A minor nuclear war with each country using 50 Hiroshima-sized atom bombs as airbursts on urban areas could produce climate change unprecedented in recorded human history. A nuclear war between the United States and Russia today could produce nuclear winter, with temperatures plunging below freezing in the summer in major agricultural regions, threatening the food supply for most of the planet. The climatic effects of the smoke from burning cities and industrial areas would last for several years, much longer than previously thought. New climate model simulations, which are said to have the capability of including the entire atmosphere and oceans, show that the smoke would be lofted by solar heating to the upper stratosphere, where it would remain for years.
http://en.m.wikipedia.org/wiki/Nuclear_winter

Even an India-Pakistan War would create Nuclear Winter.


War News Updates Editor said...

Jay .... after finally finishing up on a rather large web project (a month of my life that will never get back), I have been spending the past half hour going through people's comments and emails.
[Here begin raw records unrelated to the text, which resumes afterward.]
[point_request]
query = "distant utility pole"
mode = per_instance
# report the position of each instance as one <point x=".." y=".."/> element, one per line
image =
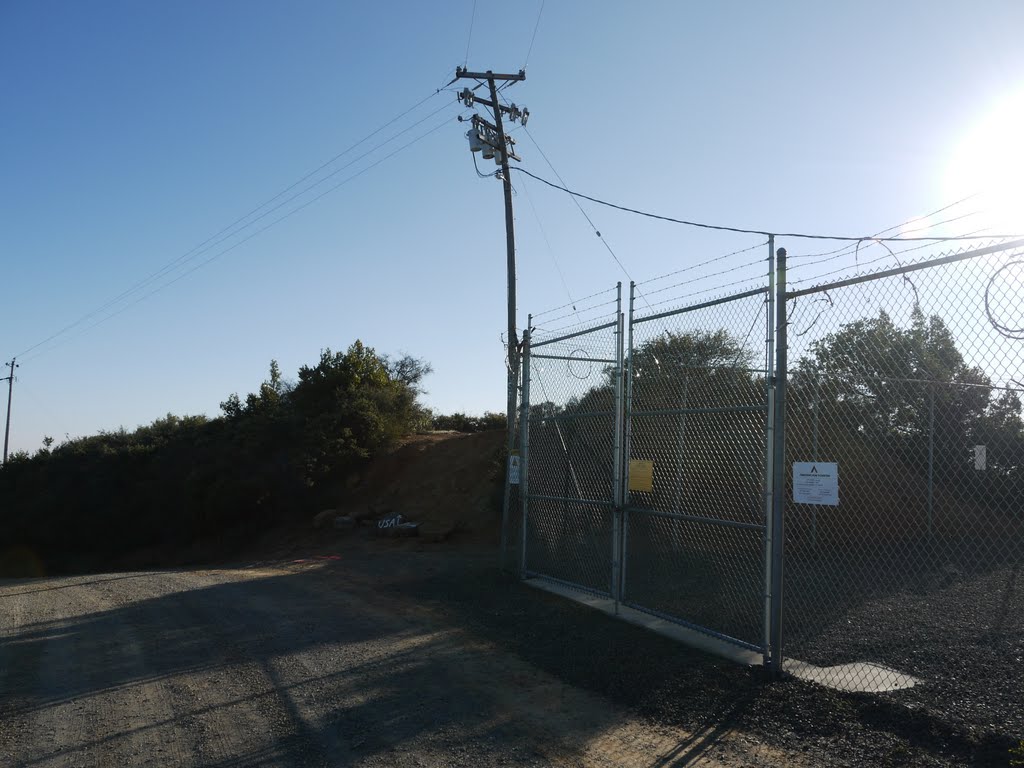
<point x="488" y="138"/>
<point x="10" y="392"/>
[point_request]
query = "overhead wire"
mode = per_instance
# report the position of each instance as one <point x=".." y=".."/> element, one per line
<point x="708" y="262"/>
<point x="233" y="229"/>
<point x="472" y="18"/>
<point x="262" y="229"/>
<point x="534" y="37"/>
<point x="741" y="230"/>
<point x="547" y="243"/>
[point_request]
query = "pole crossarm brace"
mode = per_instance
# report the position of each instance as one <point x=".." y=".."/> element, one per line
<point x="461" y="72"/>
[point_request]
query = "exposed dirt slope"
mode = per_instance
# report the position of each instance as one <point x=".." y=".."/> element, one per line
<point x="446" y="481"/>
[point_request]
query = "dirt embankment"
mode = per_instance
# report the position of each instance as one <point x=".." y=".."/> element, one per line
<point x="450" y="483"/>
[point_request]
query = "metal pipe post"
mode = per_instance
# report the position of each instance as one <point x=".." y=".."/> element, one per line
<point x="931" y="459"/>
<point x="524" y="451"/>
<point x="769" y="445"/>
<point x="778" y="486"/>
<point x="616" y="461"/>
<point x="10" y="393"/>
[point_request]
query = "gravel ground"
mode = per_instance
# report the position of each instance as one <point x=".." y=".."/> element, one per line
<point x="402" y="658"/>
<point x="960" y="632"/>
<point x="303" y="664"/>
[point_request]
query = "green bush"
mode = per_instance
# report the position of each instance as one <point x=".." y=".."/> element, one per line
<point x="90" y="501"/>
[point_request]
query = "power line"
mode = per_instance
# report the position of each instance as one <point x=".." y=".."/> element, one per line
<point x="472" y="18"/>
<point x="551" y="251"/>
<point x="531" y="39"/>
<point x="706" y="263"/>
<point x="585" y="215"/>
<point x="742" y="230"/>
<point x="262" y="229"/>
<point x="232" y="229"/>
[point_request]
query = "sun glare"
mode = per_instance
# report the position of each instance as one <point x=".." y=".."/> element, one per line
<point x="989" y="162"/>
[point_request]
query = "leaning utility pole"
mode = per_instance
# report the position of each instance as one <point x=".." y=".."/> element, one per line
<point x="489" y="139"/>
<point x="10" y="392"/>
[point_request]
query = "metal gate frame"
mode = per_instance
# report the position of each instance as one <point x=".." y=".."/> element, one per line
<point x="770" y="616"/>
<point x="613" y="503"/>
<point x="765" y="477"/>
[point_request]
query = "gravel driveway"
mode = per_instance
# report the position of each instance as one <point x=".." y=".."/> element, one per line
<point x="395" y="659"/>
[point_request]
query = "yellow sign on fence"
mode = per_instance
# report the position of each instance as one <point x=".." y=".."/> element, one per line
<point x="641" y="475"/>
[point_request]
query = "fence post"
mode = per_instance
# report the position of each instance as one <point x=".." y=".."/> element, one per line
<point x="931" y="458"/>
<point x="524" y="449"/>
<point x="769" y="448"/>
<point x="627" y="376"/>
<point x="616" y="467"/>
<point x="778" y="462"/>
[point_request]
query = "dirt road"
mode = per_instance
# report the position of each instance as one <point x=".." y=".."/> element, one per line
<point x="299" y="664"/>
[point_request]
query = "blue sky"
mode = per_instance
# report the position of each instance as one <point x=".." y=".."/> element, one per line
<point x="133" y="131"/>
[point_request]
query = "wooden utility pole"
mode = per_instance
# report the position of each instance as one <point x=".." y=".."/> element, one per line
<point x="10" y="392"/>
<point x="489" y="139"/>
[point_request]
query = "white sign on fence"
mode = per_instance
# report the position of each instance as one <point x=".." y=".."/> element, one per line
<point x="815" y="482"/>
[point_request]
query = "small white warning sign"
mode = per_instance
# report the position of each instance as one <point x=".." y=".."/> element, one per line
<point x="815" y="482"/>
<point x="514" y="469"/>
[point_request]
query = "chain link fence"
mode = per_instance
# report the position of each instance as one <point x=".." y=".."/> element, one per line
<point x="574" y="399"/>
<point x="666" y="453"/>
<point x="906" y="381"/>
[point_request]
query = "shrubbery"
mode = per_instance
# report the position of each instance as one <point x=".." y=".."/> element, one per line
<point x="463" y="423"/>
<point x="182" y="480"/>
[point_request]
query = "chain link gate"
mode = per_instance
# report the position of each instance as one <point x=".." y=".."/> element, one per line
<point x="571" y="454"/>
<point x="697" y="419"/>
<point x="689" y="404"/>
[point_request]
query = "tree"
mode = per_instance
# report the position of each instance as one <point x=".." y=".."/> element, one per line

I just finished and I said to myself .... where is Jay? Surprise .... my email has just notified me that you left a comment. I guess I felt your energy.

Past volcanic eruptions are probably our best benchmarks in determining how severe a nuclear winter could be. History has many examples where one volcanic eruption severely impacted the world's climate for a few years .... but when we are looking at hundreds of nuclear firestorms .... I just shudder on what that impact will be.

Jay Farquharson said...

WNU Editor,

It's funny, the Children of the Cold War, went two ways. There were the Ostriches, who hid their heads in the Sand, and those who read, investigated, read, understood,

And then, in the late 90's, the World started pretending that Nuclear weapons didn't exist any more.

In Gynne Dwyer's War, he notes that at the time, everybody who was anybody in NATO had a nuke on Moscow, over 2600 in total, amounting to 146,000 megatons, rediculous overkill.

The Chechen angle on the Nemtsov killing is interesting, as with Chechens, it quickly becomes a game of "which Chechens?".